The immunoprotective capability of Fe^III-TA coating was evaluated by investigating the attenuation of antibody-mediated agglutination of RBCs. The native RBC or RBC@[Fe^III-TA] (1% hematocrit in PBS) were mixed with their anti-type sera (10:1, v/v), and the images were taken by optical microscopy (LSM 700, Carl Zeiss, Oberkochen, Germany) after one hour. The oxygen-carrying capacity of native RBC and RBC@[Fe^III-TA] was examined by measuring the amount of oxygen uptake. The initial oxygen concentration dissolved in the O₂-purged PBS was about 39%, and the oxygen concentration was recorded by an oxygen probe connected with LabQuest^® (Vernier, Beaverton, OR, USA). The probe was calibrated with the sodium sulfite calibration solution (Vernier, Beaverton, OR, USA), prior to measurement, and immersed in 2 mL of O₂-purged PBS. Once the signal was stabilized, a suspension of native RBC or RBC@[Fe^III-TA] (100 μL in PBS, 1.5 × 10⁸ cells) was transfused into the O₂-purged PBS. The oxygen concentration was recorded over the whole process until the signal was stabilized.

4. Conclusions

In summary, we demonstrated that the supramolecular Fe^III-TA coating on RBC surfaces effectively attenuated the immune response while maintaining the oxygen-carrying capacity.

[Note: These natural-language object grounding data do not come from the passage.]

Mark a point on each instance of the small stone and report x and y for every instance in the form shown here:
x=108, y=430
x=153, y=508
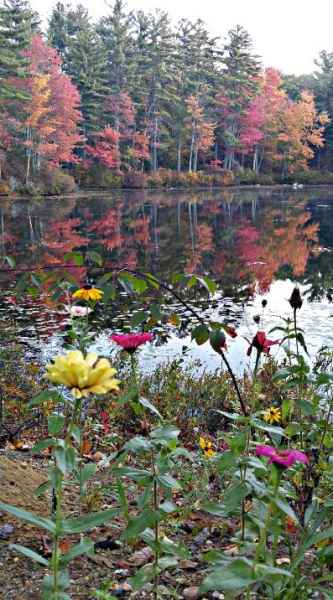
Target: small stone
x=6, y=531
x=191, y=593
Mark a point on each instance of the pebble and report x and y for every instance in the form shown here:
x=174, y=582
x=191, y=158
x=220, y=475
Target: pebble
x=191, y=593
x=6, y=531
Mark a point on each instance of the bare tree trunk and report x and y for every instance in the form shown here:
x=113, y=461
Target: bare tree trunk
x=179, y=154
x=195, y=158
x=154, y=158
x=191, y=152
x=29, y=152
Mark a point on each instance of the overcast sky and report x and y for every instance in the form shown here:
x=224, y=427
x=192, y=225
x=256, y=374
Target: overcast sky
x=288, y=34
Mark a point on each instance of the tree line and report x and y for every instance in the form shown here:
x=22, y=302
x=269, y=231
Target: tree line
x=133, y=93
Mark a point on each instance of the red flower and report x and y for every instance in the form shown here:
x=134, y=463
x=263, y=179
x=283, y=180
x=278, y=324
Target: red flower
x=283, y=458
x=131, y=341
x=261, y=343
x=105, y=421
x=230, y=330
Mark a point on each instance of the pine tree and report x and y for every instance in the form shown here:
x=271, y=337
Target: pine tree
x=58, y=29
x=239, y=87
x=156, y=84
x=17, y=24
x=84, y=60
x=115, y=32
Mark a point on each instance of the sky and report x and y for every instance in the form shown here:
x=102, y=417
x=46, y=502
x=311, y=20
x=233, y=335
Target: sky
x=287, y=34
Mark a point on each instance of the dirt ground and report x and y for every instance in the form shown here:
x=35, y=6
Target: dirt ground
x=111, y=565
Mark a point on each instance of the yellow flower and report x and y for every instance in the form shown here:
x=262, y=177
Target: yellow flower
x=273, y=415
x=83, y=375
x=204, y=443
x=88, y=293
x=209, y=453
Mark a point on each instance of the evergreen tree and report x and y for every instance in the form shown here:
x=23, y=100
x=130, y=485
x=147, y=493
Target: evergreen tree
x=17, y=24
x=116, y=35
x=58, y=29
x=156, y=81
x=84, y=60
x=240, y=85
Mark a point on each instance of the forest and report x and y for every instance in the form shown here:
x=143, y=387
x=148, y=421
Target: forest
x=133, y=100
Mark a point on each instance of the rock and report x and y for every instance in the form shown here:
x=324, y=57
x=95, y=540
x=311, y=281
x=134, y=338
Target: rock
x=191, y=593
x=6, y=531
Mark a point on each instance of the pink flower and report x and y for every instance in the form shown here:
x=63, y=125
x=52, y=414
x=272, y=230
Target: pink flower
x=131, y=341
x=283, y=458
x=78, y=311
x=261, y=343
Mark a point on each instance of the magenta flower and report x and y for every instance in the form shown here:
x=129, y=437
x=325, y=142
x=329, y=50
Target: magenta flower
x=261, y=343
x=131, y=341
x=283, y=458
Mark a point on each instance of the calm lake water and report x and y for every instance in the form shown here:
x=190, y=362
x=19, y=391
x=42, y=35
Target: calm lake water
x=255, y=243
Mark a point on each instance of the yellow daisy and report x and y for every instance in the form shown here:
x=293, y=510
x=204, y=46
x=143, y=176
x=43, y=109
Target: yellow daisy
x=83, y=375
x=88, y=292
x=273, y=415
x=209, y=453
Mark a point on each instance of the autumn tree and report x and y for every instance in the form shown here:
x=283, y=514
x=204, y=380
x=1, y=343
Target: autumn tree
x=301, y=130
x=52, y=115
x=201, y=131
x=239, y=87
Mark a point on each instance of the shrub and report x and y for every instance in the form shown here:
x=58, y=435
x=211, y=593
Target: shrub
x=58, y=182
x=98, y=177
x=249, y=177
x=134, y=180
x=4, y=188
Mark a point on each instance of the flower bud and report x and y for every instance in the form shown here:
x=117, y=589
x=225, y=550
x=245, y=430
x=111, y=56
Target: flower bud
x=217, y=340
x=295, y=299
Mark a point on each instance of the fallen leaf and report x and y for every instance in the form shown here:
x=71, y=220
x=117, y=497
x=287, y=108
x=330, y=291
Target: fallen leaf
x=141, y=557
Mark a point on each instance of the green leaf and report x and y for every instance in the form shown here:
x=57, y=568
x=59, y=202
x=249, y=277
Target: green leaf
x=269, y=428
x=29, y=517
x=95, y=257
x=88, y=471
x=55, y=424
x=285, y=508
x=74, y=257
x=11, y=261
x=208, y=284
x=142, y=577
x=44, y=487
x=45, y=396
x=214, y=508
x=200, y=334
x=81, y=524
x=138, y=444
x=168, y=482
x=167, y=562
x=135, y=526
x=30, y=554
x=139, y=318
x=44, y=444
x=65, y=458
x=83, y=547
x=167, y=507
x=147, y=404
x=165, y=433
x=139, y=475
x=306, y=407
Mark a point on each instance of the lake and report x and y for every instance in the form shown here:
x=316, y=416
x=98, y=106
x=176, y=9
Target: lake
x=256, y=243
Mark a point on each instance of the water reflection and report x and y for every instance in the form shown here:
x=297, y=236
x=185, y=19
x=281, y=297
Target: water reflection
x=246, y=240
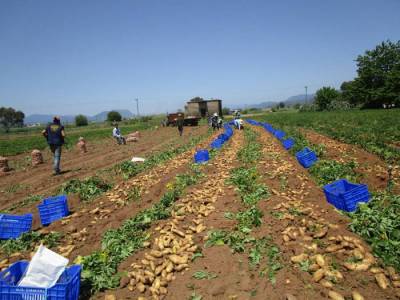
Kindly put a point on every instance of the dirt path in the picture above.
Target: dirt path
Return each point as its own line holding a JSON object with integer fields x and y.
{"x": 100, "y": 156}
{"x": 188, "y": 223}
{"x": 84, "y": 228}
{"x": 374, "y": 171}
{"x": 318, "y": 254}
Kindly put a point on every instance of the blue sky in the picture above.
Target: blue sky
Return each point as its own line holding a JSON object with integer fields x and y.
{"x": 68, "y": 57}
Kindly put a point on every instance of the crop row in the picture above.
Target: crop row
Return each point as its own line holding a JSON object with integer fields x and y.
{"x": 377, "y": 221}
{"x": 377, "y": 131}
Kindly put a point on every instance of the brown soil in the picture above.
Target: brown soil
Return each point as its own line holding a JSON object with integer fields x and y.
{"x": 235, "y": 279}
{"x": 86, "y": 225}
{"x": 372, "y": 169}
{"x": 295, "y": 197}
{"x": 100, "y": 156}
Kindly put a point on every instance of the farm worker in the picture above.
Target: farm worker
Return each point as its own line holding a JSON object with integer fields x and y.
{"x": 179, "y": 123}
{"x": 55, "y": 134}
{"x": 214, "y": 121}
{"x": 238, "y": 123}
{"x": 117, "y": 135}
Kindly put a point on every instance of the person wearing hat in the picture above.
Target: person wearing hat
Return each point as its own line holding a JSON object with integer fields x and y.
{"x": 180, "y": 122}
{"x": 117, "y": 135}
{"x": 55, "y": 134}
{"x": 214, "y": 121}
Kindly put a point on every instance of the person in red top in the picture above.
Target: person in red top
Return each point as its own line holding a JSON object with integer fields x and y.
{"x": 55, "y": 134}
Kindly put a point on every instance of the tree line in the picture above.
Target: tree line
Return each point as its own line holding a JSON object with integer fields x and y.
{"x": 377, "y": 84}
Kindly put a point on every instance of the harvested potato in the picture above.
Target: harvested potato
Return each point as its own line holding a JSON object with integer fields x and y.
{"x": 333, "y": 248}
{"x": 321, "y": 233}
{"x": 141, "y": 287}
{"x": 335, "y": 296}
{"x": 357, "y": 296}
{"x": 299, "y": 258}
{"x": 313, "y": 267}
{"x": 375, "y": 270}
{"x": 178, "y": 260}
{"x": 326, "y": 283}
{"x": 318, "y": 275}
{"x": 319, "y": 259}
{"x": 382, "y": 280}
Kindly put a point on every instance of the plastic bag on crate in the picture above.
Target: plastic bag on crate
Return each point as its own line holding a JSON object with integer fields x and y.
{"x": 44, "y": 270}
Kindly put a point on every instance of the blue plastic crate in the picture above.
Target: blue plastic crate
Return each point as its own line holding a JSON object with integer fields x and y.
{"x": 201, "y": 156}
{"x": 345, "y": 195}
{"x": 52, "y": 209}
{"x": 288, "y": 143}
{"x": 216, "y": 144}
{"x": 306, "y": 157}
{"x": 223, "y": 137}
{"x": 67, "y": 287}
{"x": 11, "y": 227}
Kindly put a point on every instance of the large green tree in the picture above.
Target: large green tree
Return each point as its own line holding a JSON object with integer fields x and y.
{"x": 378, "y": 77}
{"x": 9, "y": 117}
{"x": 325, "y": 96}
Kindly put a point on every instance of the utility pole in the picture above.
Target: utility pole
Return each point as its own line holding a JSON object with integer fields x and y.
{"x": 137, "y": 107}
{"x": 306, "y": 93}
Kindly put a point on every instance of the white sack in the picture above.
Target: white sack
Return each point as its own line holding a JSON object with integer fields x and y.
{"x": 44, "y": 270}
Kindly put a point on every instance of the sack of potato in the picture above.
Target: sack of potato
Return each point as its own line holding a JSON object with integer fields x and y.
{"x": 4, "y": 165}
{"x": 37, "y": 157}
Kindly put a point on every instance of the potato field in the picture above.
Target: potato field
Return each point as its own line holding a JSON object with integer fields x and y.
{"x": 250, "y": 223}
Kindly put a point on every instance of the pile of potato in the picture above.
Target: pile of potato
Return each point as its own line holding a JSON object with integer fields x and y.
{"x": 172, "y": 250}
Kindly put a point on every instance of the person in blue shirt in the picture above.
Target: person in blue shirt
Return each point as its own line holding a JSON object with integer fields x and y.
{"x": 55, "y": 135}
{"x": 117, "y": 135}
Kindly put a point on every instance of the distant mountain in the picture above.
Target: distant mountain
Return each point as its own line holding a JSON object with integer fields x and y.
{"x": 44, "y": 119}
{"x": 100, "y": 117}
{"x": 299, "y": 99}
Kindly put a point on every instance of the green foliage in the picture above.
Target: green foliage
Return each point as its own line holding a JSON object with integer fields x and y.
{"x": 325, "y": 96}
{"x": 87, "y": 189}
{"x": 378, "y": 77}
{"x": 100, "y": 267}
{"x": 246, "y": 182}
{"x": 378, "y": 223}
{"x": 249, "y": 218}
{"x": 328, "y": 171}
{"x": 28, "y": 241}
{"x": 81, "y": 120}
{"x": 373, "y": 130}
{"x": 9, "y": 117}
{"x": 28, "y": 200}
{"x": 25, "y": 141}
{"x": 129, "y": 169}
{"x": 114, "y": 116}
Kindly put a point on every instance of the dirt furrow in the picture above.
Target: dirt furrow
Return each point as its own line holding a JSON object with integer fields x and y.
{"x": 176, "y": 240}
{"x": 38, "y": 180}
{"x": 373, "y": 170}
{"x": 84, "y": 228}
{"x": 321, "y": 253}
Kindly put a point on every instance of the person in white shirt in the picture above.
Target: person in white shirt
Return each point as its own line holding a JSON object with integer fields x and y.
{"x": 117, "y": 135}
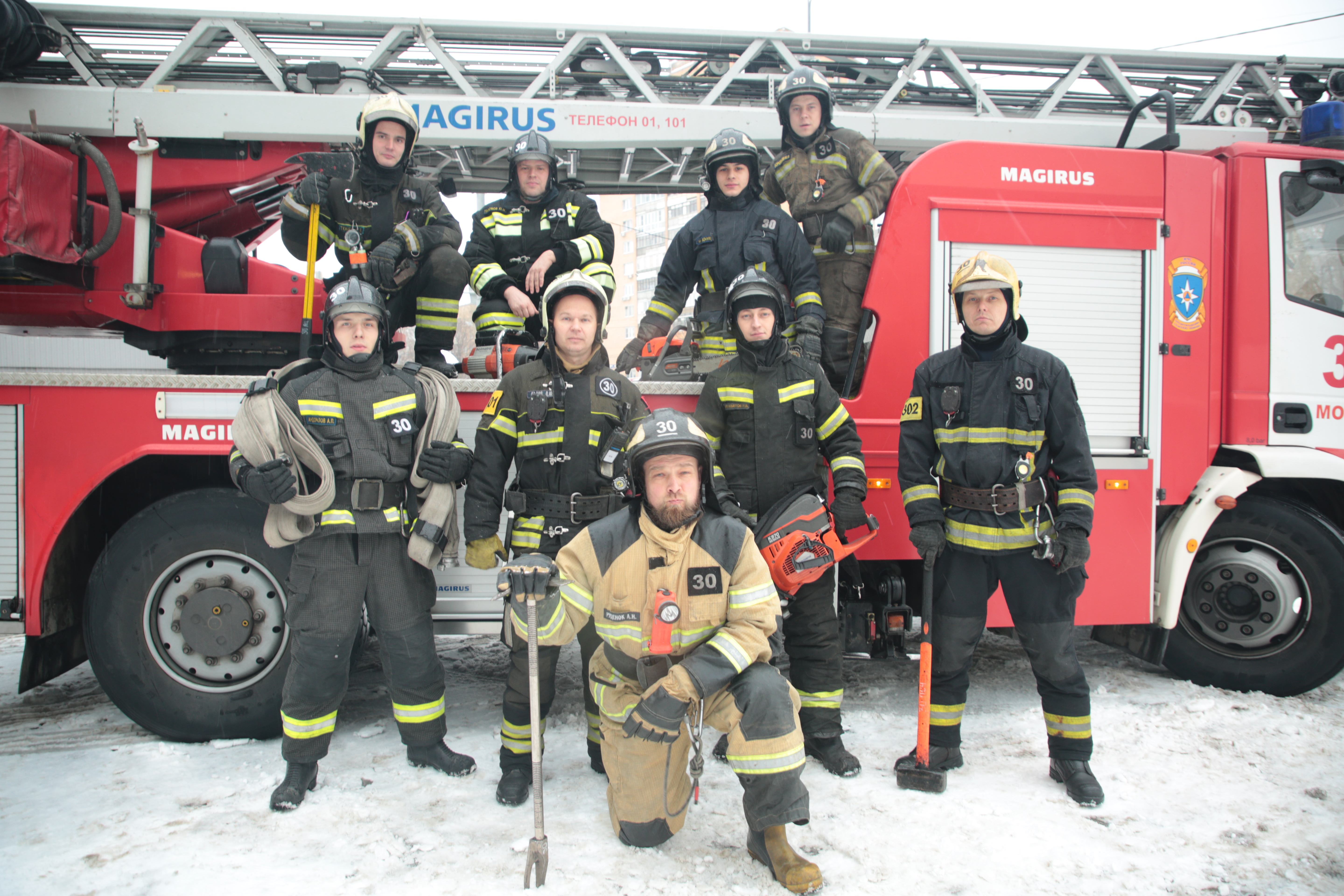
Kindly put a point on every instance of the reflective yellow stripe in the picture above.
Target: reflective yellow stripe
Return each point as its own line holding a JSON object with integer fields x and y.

Coordination-driven supramolecular complexation between Fe^III and TA was rapid, and made uniform films on individual RBC surfaces, which was confirmed by various characterizations. The coating conditions were optimized for RBCs that are very sensitive to the tonicity of the solution and chemicals. Especially, we found that the use of isotonic saline enhanced the coating efficiency as well as maintained membrane integrity. The chemical motif in supramolecular complex formation of Fe^III and TA could be utilized for other materials that contain multivalent catechol groups, such as poly(ethylene glycol) (PEG)-catechol and hyaluronic acid-catechol conjugates [36,37]. Especially, the use of PEG-catechol conjugates for RBC coating would be beneficial in the reduction of potential recognition by immune cells in the body. Considering that the Fe^III-catechol coating is a rapid, easy, and inexpensive process, we also believe that the formation of RBC-in-shell structures would have a potential in the manufacture of universal RBCs for medical transfusion.